What’s Missing from TomDoc

By Loren Segal on May 05, 2010 at 512:1022:316 AM

TomDoc was made public by @mojombo yesterday. It’s an interesting documentation markup syntax that tries to make docs more readable. For the most part it does a good job, but there are some failings that make the syntax more limiting than the more robust YARD syntax I’ve been pushing over the years.

Why YARD Still Wins

First, let’s look at some of the features YARD provides us, because TomDoc does not cover all of the same use cases. YARD’s syntax might not focus on readability, but there are some benefits from using the tag style syntax.

1. Ubiquity

YARD’s syntax is the same used by countless tools, from Javadoc to Doxygen to Apple’s Objective-C documentation and many Javascript tools. It’s a de-facto standard and easy to follow, so the argument that its “strictness” lends to confusion is something I don’t buy. In fact, TomDoc’s syntax is certainly more strict than YARD, requiring a very specific ordering and presence of sections (we’ll see that later).

2. Extensibility

@tag syntax has the benefit of being able to represent arbitrary metadata. TomDoc, on the other hand, is limited to a very specific set of declarations and cannot be easily extended unless the specification is changed. Your mileage may vary here, but there are actually a handful of YARD plugins in the wild that make good use of extended metadata, like yard-sinatra, yard-rest and more. People are extending the syntax all the time, so who are we really helping by taking this functionality away?

3. Succinctness

So it’s not as “natural”, but why can’t that be a good thing? Even Ruby uses shorthand like def rather than “define”, or attr instead of “attribute”. Are Rubyists really that averse to shorthand? That doesn’t seem right. The issue is whether or not the shorthand is understandable, and in my opinion it is.

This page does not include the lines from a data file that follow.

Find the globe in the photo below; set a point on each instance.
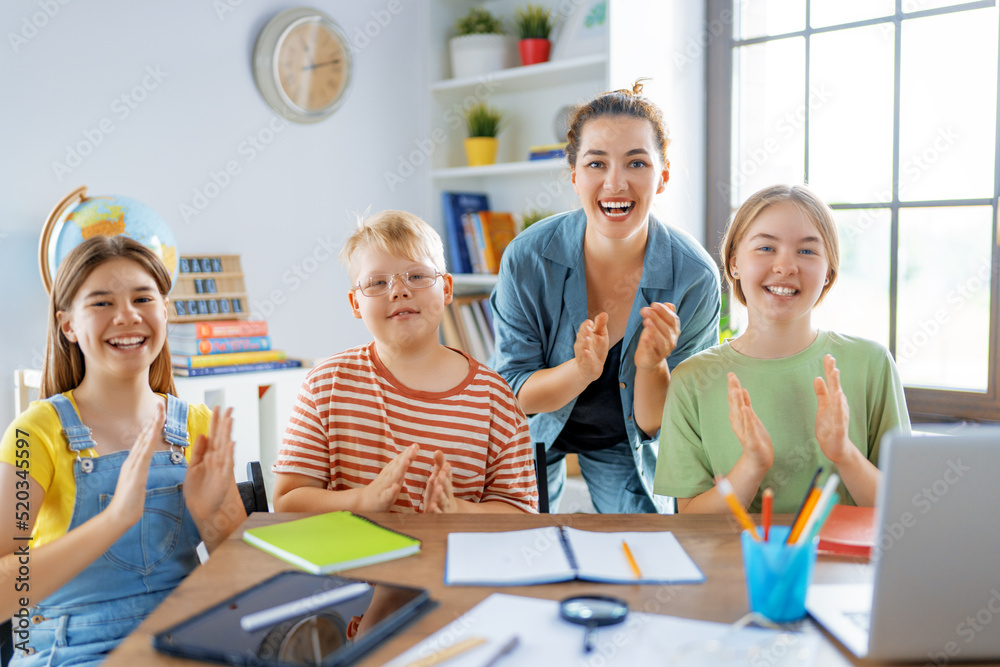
(79, 217)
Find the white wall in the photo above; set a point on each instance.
(289, 207)
(674, 61)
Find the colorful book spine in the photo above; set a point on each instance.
(202, 361)
(238, 368)
(218, 329)
(200, 346)
(455, 205)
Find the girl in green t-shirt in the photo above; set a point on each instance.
(781, 256)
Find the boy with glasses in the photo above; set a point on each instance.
(404, 423)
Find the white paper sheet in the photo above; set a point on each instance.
(642, 639)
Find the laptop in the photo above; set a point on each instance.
(935, 595)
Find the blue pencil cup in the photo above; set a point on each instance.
(778, 575)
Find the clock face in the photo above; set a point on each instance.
(302, 65)
(312, 66)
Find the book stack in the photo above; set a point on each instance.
(468, 325)
(477, 236)
(219, 347)
(208, 332)
(547, 152)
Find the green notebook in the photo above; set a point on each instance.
(331, 542)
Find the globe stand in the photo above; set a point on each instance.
(74, 198)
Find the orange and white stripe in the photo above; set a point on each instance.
(352, 417)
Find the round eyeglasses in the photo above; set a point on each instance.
(380, 283)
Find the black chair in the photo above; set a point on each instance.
(541, 476)
(252, 492)
(6, 643)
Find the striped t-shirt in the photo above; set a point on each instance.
(352, 417)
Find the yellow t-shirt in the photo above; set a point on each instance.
(50, 461)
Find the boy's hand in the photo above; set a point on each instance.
(591, 347)
(210, 471)
(660, 329)
(749, 430)
(439, 496)
(832, 414)
(381, 493)
(130, 492)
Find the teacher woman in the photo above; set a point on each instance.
(593, 307)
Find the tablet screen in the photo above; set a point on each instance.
(336, 633)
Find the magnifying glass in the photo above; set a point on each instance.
(593, 611)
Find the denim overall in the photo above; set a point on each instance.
(88, 617)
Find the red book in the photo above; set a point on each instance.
(217, 329)
(848, 531)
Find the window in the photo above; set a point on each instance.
(888, 109)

Lets take TomDoc’s syntax for specifying a return value. TomDoc would say:

# Returns a String that ...

In YARD’s syntax, it’s simply:

# @return [String] ...

But why bother with the capitalization, the “a” and other natural English syntax when you can just stick to the stuff that matters? Everything in YARD’s syntax is there for a reason (yes, even the []), so the stuff that isn’t is gone. YARD lets you focus on the documentation itself, not the grammar of the syntax. I have enough faith in Rubyists that I don’t believe they need full sentences to be able to read documentation in a source file.

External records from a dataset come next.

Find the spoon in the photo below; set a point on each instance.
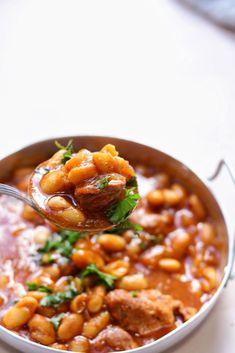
(13, 192)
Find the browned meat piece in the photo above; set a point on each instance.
(186, 312)
(146, 313)
(99, 193)
(114, 338)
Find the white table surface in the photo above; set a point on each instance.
(151, 71)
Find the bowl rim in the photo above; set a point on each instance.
(210, 303)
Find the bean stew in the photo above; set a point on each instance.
(112, 290)
(85, 190)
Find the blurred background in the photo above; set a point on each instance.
(158, 72)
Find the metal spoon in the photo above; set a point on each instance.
(13, 192)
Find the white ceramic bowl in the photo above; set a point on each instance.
(135, 153)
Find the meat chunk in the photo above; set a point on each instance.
(146, 313)
(114, 338)
(99, 193)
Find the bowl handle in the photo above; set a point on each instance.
(223, 163)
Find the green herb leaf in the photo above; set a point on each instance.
(69, 150)
(106, 279)
(47, 259)
(102, 182)
(132, 182)
(34, 286)
(42, 171)
(62, 242)
(59, 298)
(134, 293)
(143, 245)
(71, 236)
(55, 320)
(157, 239)
(127, 224)
(118, 212)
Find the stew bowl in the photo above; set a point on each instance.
(136, 153)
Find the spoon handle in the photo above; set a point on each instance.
(13, 192)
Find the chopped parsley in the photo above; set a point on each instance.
(143, 245)
(55, 320)
(42, 170)
(62, 242)
(59, 298)
(118, 212)
(132, 182)
(157, 239)
(33, 286)
(102, 182)
(134, 293)
(69, 150)
(47, 259)
(106, 279)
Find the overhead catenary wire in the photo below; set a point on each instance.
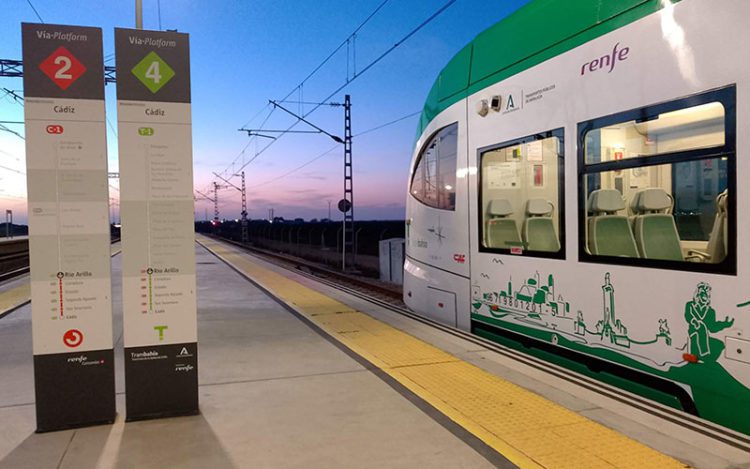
(321, 155)
(300, 86)
(369, 66)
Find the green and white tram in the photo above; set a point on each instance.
(576, 191)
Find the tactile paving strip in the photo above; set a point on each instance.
(526, 428)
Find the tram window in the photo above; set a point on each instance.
(692, 128)
(434, 179)
(521, 196)
(656, 190)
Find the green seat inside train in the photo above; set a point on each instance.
(609, 234)
(502, 231)
(654, 226)
(716, 250)
(538, 228)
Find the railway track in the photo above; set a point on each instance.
(14, 258)
(390, 294)
(387, 299)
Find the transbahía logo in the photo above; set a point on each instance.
(73, 338)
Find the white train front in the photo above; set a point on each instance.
(574, 192)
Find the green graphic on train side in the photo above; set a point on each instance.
(539, 311)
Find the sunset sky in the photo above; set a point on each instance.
(244, 53)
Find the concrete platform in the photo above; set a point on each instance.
(273, 393)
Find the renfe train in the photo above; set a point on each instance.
(574, 193)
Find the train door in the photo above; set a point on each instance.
(437, 267)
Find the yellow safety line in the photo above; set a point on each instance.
(17, 296)
(526, 428)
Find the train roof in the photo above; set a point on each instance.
(538, 31)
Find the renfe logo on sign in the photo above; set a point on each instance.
(607, 61)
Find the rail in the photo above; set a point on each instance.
(14, 258)
(393, 293)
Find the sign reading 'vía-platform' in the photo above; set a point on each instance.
(156, 190)
(69, 240)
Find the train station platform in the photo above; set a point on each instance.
(295, 373)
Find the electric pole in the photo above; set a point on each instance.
(348, 231)
(244, 202)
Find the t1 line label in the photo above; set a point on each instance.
(156, 189)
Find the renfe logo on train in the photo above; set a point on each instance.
(607, 61)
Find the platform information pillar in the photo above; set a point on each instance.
(158, 240)
(69, 239)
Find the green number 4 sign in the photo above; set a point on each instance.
(153, 72)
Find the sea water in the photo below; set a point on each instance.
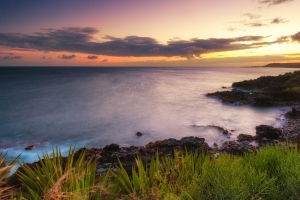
(92, 107)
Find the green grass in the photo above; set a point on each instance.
(271, 173)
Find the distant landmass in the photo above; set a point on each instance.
(283, 65)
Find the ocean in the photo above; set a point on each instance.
(92, 107)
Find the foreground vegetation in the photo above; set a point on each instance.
(271, 173)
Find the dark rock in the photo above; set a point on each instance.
(245, 137)
(263, 100)
(29, 147)
(111, 147)
(235, 148)
(294, 114)
(268, 132)
(139, 134)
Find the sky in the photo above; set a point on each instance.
(149, 33)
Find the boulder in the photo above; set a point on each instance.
(268, 132)
(245, 137)
(294, 114)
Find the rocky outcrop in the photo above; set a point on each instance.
(267, 91)
(238, 148)
(294, 114)
(269, 132)
(245, 137)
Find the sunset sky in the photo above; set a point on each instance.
(149, 33)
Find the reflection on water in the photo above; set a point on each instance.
(97, 106)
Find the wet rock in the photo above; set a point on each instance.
(139, 134)
(245, 137)
(236, 148)
(224, 131)
(29, 147)
(111, 147)
(263, 101)
(268, 132)
(294, 114)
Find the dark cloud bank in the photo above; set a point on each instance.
(12, 57)
(273, 2)
(67, 56)
(92, 57)
(81, 40)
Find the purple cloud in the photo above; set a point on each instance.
(67, 56)
(80, 40)
(296, 37)
(12, 57)
(273, 2)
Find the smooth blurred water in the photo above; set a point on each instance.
(93, 107)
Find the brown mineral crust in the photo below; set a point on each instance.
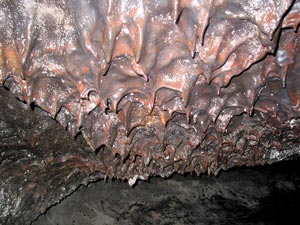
(154, 87)
(160, 86)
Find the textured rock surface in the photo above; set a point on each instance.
(246, 196)
(154, 87)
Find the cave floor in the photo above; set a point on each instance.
(259, 195)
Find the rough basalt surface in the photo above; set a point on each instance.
(157, 87)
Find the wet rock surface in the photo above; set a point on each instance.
(40, 162)
(148, 88)
(256, 195)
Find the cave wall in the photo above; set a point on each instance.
(153, 88)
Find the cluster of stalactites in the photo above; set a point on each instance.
(110, 68)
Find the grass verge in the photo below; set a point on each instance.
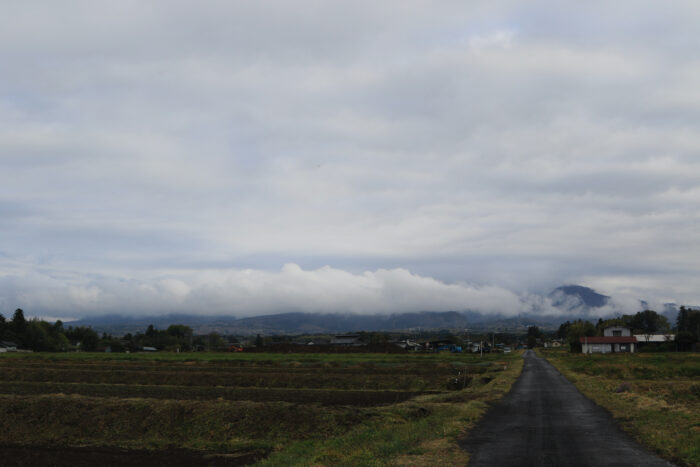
(654, 397)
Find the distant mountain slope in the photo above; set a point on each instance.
(575, 296)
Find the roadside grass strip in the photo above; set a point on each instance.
(654, 397)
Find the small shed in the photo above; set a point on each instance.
(7, 346)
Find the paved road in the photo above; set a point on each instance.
(546, 421)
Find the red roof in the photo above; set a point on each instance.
(609, 340)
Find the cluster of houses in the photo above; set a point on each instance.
(621, 339)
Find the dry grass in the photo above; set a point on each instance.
(660, 410)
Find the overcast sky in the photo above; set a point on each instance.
(249, 157)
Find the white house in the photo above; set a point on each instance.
(614, 339)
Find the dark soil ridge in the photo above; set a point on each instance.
(322, 396)
(22, 456)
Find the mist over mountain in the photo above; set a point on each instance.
(566, 303)
(575, 296)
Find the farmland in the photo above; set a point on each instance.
(654, 396)
(236, 409)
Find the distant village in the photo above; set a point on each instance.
(645, 331)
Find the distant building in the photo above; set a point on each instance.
(614, 339)
(7, 346)
(347, 339)
(655, 338)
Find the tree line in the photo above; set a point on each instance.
(41, 336)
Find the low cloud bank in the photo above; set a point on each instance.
(248, 292)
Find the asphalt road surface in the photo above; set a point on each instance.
(546, 421)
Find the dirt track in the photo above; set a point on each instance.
(546, 421)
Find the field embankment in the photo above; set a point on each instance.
(236, 409)
(654, 396)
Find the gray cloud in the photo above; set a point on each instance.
(516, 146)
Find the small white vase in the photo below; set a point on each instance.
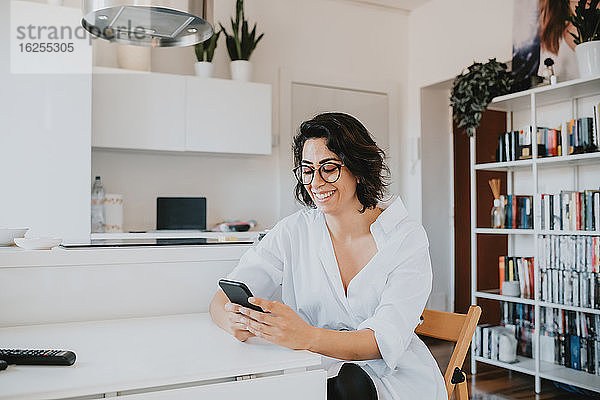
(204, 69)
(588, 58)
(134, 57)
(241, 70)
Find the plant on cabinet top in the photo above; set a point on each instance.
(474, 89)
(586, 21)
(241, 42)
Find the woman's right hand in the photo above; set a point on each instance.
(235, 326)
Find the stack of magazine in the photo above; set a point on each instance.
(571, 210)
(520, 269)
(569, 270)
(570, 339)
(518, 319)
(518, 211)
(580, 136)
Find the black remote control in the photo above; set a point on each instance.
(37, 357)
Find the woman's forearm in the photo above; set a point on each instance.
(345, 345)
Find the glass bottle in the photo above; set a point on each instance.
(497, 215)
(97, 206)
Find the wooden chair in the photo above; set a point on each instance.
(452, 327)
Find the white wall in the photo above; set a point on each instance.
(445, 37)
(437, 193)
(326, 36)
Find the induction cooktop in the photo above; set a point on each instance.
(99, 243)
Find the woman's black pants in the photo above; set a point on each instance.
(351, 383)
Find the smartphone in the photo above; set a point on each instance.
(238, 293)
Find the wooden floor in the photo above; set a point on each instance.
(492, 383)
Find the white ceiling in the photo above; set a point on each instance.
(406, 5)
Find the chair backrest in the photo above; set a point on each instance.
(453, 327)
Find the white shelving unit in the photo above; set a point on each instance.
(564, 101)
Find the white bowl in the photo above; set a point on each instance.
(38, 243)
(7, 235)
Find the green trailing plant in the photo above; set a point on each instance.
(241, 42)
(473, 90)
(205, 51)
(586, 21)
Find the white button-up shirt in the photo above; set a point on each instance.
(296, 260)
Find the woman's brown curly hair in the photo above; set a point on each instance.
(346, 137)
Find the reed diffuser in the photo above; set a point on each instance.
(498, 209)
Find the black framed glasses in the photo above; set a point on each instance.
(330, 172)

The other beautiful thing about YARD is that occasionally you can combine the @return and description into one simple message. TomDoc requires the following to be written out twice:

# Duplicate some text an abitrary number of times.
#
# ...
#
# Returns the duplicated String.

YARD can do this in one single line:

# @return [String] the text duplicated +count+ times.

In fact this form is recommended in situations like these. Again, you cannot do this in TomDoc, since the description section and returns section are both required. The TomDoc version might be easier on the eyes, but there’s way less noise with YARD’s syntax because it does not enforce form.

Specific TomDoc Omissions

The current TomDoc specification is also missing solutions to a few issues that will probably put you in many tough situations. Let’s look at a few places where TomDoc misses the mark.

1. No Overload Support

A lot of the time your method behaves differently depending on the number (or types) of arguments passed in. In other languages we call this method overloading. Because Ruby does not directly support overloading, people hack it with splat args in a single method, and it becomes especially hard to document such methods. YARD handles this cleanly with an @overload tag, and RDoc has similar support (but not as robust) with a call-seq: directive. TomDoc has no support for these methods.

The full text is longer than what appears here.